Vor dem Theater sind eben alle gleich.
Ein weiteres zentrales Thema in Flügges Arbeit ist die Kommunikation durch Körpersprache. „Wir haben die Sprache verloren“, sagt er nachdenklich. „Als Schauspieler geht es darum, den Zuschauern Emotionen und Gefühle zu übermitteln. Das Bewusstsein für Körpersprache und deren Wirkung ist entscheidend.“ Die Entwicklung eines Stücks geschieht bei ihm immer im Team, basierend auf einem gemeinsamen Gedanken. „Kommunikation ist das Fundament jeder Branche – besonders aber in der Theaterwelt. Häufig scheitert die Verbindung zwischen Redner und Publikum nicht an den Inhalten, sondern an einer unzureichenden Körpersprache. Um dies zu optimieren, müssen wir nicht nur klar und präzise kommunizieren, sondern auch gezielt Mimik und Gestik einsetzen, um unser Publikum wirklich zu erreichen. Das Bühnenbild schafft die Atmosphäre, während die Mimik und Körpersprache eines Schauspielers darüber entscheiden, wie eine Figur beim Publikum ankommt. Wer eine Rolle authentisch verkörpern will, muss den Charakter in all seinen Facetten verstehen.“
Ob auch die Sprache selbst eine Rolle spiele bei Kommunikationsproblemen, wollen wir wissen. „Absolut.
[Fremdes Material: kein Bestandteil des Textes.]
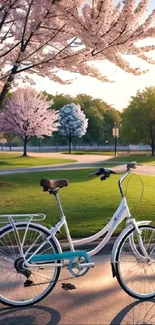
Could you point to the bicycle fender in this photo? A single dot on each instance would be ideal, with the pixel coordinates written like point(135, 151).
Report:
point(119, 238)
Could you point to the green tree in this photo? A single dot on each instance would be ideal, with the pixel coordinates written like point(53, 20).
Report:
point(94, 109)
point(138, 119)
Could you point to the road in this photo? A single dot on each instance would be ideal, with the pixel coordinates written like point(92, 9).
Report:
point(98, 299)
point(83, 161)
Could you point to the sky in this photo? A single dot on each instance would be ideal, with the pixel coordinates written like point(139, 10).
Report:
point(116, 93)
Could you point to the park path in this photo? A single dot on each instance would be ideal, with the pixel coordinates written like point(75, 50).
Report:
point(82, 161)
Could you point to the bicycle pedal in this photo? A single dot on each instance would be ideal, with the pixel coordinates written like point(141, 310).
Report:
point(68, 286)
point(28, 283)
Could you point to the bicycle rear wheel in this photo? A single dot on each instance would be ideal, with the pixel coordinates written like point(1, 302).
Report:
point(19, 287)
point(136, 273)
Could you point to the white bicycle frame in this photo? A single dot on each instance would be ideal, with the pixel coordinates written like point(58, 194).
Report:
point(121, 213)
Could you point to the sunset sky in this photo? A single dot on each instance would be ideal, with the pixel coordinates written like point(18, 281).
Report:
point(118, 92)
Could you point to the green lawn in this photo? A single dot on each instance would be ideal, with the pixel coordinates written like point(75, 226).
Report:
point(88, 203)
point(15, 160)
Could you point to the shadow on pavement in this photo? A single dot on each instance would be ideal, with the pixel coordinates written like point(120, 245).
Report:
point(36, 315)
point(136, 313)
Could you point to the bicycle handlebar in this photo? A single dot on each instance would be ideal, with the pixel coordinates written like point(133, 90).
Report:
point(106, 171)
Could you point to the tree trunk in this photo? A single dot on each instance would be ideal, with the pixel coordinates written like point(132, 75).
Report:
point(70, 144)
point(7, 85)
point(152, 146)
point(25, 147)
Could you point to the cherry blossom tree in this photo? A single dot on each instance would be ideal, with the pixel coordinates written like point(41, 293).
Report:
point(73, 122)
point(26, 114)
point(48, 35)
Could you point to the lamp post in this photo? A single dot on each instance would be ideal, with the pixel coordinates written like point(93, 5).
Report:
point(115, 133)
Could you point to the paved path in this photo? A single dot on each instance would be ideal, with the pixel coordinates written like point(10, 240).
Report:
point(98, 299)
point(83, 161)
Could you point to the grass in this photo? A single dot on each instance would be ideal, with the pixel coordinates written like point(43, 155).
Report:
point(13, 160)
point(88, 203)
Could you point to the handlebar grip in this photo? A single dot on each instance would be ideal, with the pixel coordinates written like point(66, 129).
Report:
point(97, 172)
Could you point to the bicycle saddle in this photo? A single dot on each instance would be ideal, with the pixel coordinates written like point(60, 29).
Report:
point(48, 184)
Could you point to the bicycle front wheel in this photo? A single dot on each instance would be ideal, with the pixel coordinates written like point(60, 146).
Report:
point(19, 286)
point(134, 271)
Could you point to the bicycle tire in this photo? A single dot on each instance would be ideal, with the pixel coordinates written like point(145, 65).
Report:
point(13, 291)
point(135, 274)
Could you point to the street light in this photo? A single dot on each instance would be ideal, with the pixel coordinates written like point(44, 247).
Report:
point(115, 133)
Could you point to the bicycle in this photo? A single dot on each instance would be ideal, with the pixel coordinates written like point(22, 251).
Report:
point(31, 256)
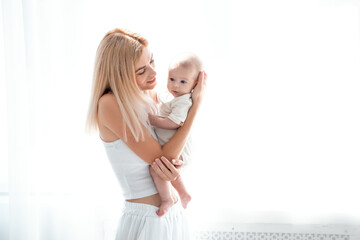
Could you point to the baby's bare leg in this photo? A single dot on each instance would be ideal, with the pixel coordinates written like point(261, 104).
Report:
point(185, 197)
point(163, 188)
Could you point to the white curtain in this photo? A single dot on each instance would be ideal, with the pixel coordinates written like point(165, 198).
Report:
point(277, 139)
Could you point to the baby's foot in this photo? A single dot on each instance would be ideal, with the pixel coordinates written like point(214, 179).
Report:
point(185, 199)
point(164, 207)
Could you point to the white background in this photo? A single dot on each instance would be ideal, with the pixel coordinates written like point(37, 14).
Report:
point(278, 136)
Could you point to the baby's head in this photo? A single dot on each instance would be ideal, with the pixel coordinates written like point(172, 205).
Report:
point(184, 70)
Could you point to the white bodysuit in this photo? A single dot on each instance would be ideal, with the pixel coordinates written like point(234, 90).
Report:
point(176, 110)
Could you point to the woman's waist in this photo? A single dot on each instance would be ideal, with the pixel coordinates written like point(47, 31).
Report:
point(153, 200)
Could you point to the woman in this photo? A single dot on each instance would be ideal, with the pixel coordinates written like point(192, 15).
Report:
point(121, 100)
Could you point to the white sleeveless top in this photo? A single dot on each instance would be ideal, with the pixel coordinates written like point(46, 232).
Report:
point(132, 172)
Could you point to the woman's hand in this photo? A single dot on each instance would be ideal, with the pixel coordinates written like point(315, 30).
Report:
point(198, 91)
point(166, 170)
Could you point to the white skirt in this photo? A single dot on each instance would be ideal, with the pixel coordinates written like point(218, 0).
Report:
point(140, 222)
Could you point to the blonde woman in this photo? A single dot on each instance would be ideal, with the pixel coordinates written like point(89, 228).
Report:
point(121, 100)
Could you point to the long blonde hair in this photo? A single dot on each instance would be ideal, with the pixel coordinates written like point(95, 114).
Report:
point(114, 71)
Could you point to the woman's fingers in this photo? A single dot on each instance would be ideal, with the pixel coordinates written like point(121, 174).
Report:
point(158, 170)
point(165, 169)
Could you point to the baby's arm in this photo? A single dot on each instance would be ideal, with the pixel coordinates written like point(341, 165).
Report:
point(162, 122)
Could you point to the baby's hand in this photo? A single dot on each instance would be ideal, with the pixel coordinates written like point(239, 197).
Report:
point(152, 119)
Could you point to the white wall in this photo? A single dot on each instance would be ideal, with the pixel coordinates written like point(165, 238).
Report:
point(277, 139)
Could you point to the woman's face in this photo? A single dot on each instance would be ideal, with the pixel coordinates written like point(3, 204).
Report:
point(145, 71)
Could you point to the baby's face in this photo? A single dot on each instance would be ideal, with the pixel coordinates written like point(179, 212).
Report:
point(181, 81)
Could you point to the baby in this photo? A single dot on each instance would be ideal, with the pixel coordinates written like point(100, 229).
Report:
point(183, 74)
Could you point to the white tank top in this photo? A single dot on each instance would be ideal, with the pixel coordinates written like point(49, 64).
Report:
point(132, 172)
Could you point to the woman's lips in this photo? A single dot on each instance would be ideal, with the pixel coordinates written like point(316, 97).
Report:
point(152, 81)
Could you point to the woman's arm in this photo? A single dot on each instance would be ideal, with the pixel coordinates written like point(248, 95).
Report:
point(162, 122)
point(110, 118)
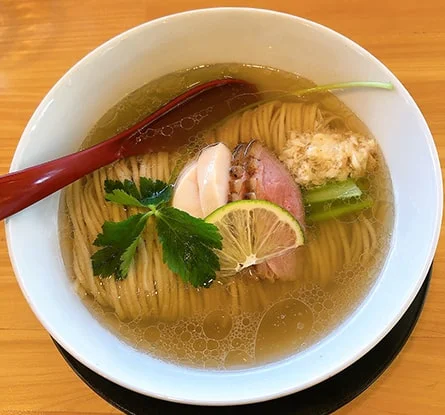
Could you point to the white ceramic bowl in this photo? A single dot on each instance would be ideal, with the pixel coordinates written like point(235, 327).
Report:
point(227, 35)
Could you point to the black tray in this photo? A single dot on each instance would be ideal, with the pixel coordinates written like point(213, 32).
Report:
point(320, 399)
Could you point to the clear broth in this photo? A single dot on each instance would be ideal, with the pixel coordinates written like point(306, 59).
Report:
point(293, 321)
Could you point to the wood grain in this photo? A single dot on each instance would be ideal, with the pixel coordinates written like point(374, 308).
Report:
point(41, 39)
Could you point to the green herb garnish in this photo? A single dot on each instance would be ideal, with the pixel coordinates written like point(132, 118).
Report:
point(187, 242)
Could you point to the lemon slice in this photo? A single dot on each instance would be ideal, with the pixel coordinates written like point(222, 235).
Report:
point(254, 231)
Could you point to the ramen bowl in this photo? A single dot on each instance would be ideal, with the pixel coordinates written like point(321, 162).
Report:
point(185, 40)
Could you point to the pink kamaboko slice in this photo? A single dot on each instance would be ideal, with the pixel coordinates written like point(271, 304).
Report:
point(186, 195)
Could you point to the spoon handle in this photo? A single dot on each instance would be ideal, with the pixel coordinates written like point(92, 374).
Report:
point(21, 189)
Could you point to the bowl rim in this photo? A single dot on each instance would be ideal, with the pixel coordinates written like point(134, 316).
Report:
point(25, 138)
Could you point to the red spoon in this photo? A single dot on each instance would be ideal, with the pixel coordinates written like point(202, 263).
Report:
point(166, 129)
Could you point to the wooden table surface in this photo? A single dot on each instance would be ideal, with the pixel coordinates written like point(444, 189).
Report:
point(41, 39)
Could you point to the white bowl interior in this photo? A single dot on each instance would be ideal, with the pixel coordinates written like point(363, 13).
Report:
point(209, 36)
Eine präzise und bewusste Ausdrucksweise ist essenziell, um Missverständnisse zu vermeiden. Besonders problematisch sehe ich die zunehmende Verwendung von Anglizismen, die den klaren Sprachgebrauch erschweren können. Es ist wichtig, unsere Sprache differenziert und mit Bedacht einzusetzen.“
Auf die Frage nach der Rolle des Theaters in der heutigen Zeit antwortet Flügge: „Theater ist gute Unterhaltung. Im Gegensatz zu Netflix, das zwar billig ist, aber oft zu weit weg von den Menschen, regt Theater zum Mitdenken an.“ Er vergleicht die Erfahrung eines Theaterbesuchs mit dem Streaming-Konsum: „Theater bietet ein gemeinsames Erleben im öffentlichen Raum, aktives Mitdenken, ein echtes Erlebnis in 4D. Netflix hat zwar seine Vorteile in Ausstattung und Perspektivenvielfalt, aber es dient oft nur der Berieselung.“
Das unmittelbare Erleben sei das Besondere am Theater. Es sei ein Live-Medium, das keine zweite Chance kenne. Die Zuschauer seien dabei nicht nur passive Konsumenten, sondern nehmen aktiv an der Interpretation teil. Diese Unmittelbarkeit könne kein Bildschirm ersetzen.
Flügge sieht Film und Theater dennoch nicht als Konkurrenz, sondern als koexistierende Formen der Unterhaltung. „Theater ist ein Erlebnis, von dem man lange erzählt, während Netflix oft nebenbei läuft“, erklärt er. Die Rolle des Publikums sei im Theater eben eine ganz andere: „Jede Inszenierung lebt vom Zusammenspiel zwischen Bühne und Zuschauerraum. Besonders klassische Werke wie Faust müssen immer wieder neu hinterfragt werden, um ihre Relevanz für das heutige Publikum zu bewahren.“
Aus der Perspektive der Produzierenden schaffe die intensive Arbeit mit Schauspielern im Theater für ihn eine besondere Magie, die in Filmproduktionen oft fehle.
Zum Abschluss sprechen wir über die Ausbildung im Theaterbereich. Auf die Frage, ob man Präsenz lernen kann, antwortet Flügge: „Ja, zum Beispiel durch Workshops. Es hat viel mit dem Körper zu tun.“ Und Flügges Rat für angehende Schauspieler?
„Es gibt viele Wege zum Erfolg – von Festanstellungen an Theatern bis hin zu freiberuflichen Engagements. Wichtig ist, sich frühzeitig über die verschiedenen Vertragsmodelle und ihre Auswirkungen auf berufliche Stabilität und künstlerische Freiheit zu informieren.“
Flügges Leidenschaft für das Theater und seine Überzeugung von dessen einzigartiger Kraft sind während des gesamten Gesprächs spürbar. Er vermittelt ein Bild vom Theater als lebendige, unmittelbare Kunstform, die trotz oder gerade wegen der Digitalisierung ihre besondere Bedeutung behält.